The Human Rights Campaign, the largest national LGBTQ rights organization, said the FDA proposal is a step in the right direction, but more needs to be done to lift the restrictions.

“We call on the Biden administration to prioritize removing remaining barriers and ask the FDA to act quickly while ensuring the safety of the blood supply and blood donation policy consistent with the science,” HRC President Kelly Robinson said in a statement.

People taking oral HIV prevention medications are not allowed to donate blood for three months after their last dose. Those who inject to prevent HIV will not be allowed to donate blood for two years after their last injection.

These medications, called pre-exposure prophylaxis or PrEP, can lead to false-negative HIV test results, according to the FDA.

Under the FDA’s proposed policy, anyone who tests positive for HIV or who has taken medication to treat HIV infection will be prohibited from donating blood. People who have recently engaged in sex work or used illicit intravenous drugs will have to wait three months to become a donor.

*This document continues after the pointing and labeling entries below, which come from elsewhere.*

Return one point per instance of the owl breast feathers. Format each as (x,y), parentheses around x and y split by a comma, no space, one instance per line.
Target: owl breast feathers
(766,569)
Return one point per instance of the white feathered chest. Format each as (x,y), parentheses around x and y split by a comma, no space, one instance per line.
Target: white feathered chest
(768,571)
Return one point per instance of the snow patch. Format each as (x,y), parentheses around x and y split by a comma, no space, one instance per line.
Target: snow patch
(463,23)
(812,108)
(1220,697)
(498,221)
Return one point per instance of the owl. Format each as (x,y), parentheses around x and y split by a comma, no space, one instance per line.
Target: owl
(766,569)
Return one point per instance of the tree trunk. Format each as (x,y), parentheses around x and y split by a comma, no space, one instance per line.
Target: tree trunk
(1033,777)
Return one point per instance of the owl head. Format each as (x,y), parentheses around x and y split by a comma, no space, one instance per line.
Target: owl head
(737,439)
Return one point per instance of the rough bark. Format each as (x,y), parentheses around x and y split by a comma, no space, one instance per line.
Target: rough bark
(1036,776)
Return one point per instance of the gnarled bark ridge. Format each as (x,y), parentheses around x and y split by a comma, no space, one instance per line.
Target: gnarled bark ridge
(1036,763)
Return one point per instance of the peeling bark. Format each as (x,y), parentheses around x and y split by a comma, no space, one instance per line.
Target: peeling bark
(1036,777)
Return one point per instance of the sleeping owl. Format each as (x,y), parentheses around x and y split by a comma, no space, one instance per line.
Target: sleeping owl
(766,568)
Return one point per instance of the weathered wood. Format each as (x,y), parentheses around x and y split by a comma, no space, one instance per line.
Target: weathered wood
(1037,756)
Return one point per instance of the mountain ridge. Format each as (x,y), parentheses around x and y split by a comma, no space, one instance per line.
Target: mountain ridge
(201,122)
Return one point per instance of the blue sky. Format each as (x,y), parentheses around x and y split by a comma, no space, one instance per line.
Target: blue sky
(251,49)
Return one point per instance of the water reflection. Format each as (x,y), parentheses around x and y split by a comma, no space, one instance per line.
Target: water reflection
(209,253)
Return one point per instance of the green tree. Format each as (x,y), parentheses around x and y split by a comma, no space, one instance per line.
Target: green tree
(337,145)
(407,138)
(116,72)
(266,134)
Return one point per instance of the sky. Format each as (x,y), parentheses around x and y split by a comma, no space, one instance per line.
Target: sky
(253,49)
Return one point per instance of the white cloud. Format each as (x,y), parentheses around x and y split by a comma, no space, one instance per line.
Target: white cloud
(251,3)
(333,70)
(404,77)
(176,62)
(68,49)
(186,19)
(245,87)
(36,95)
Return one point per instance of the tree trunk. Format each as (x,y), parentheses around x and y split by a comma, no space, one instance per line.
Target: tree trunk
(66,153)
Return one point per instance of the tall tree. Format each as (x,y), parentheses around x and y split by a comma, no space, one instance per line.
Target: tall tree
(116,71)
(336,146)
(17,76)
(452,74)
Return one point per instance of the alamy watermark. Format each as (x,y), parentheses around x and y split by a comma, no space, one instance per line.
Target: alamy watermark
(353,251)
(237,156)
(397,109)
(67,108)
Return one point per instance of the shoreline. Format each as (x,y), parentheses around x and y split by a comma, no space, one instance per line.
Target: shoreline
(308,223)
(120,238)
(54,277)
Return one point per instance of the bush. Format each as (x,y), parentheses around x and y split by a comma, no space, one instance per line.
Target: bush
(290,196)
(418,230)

Blood banks will still be required to test all donations for HIV, as well as hepatitis C and B, according to the FDA.

Dr. Peter Marks, a senior FDA official, said the agency is evaluating scientific evidence to increase the number of people who are eligible to donate blood while maintaining security measures to ensure supplies are safe for recipients.

“We will continue to use the best available science to maintain an adequate supply of blood and minimize the risk of infectious disease transmission, and are committed to completing this draft guidance as quickly as possible,” Marks said on Friday.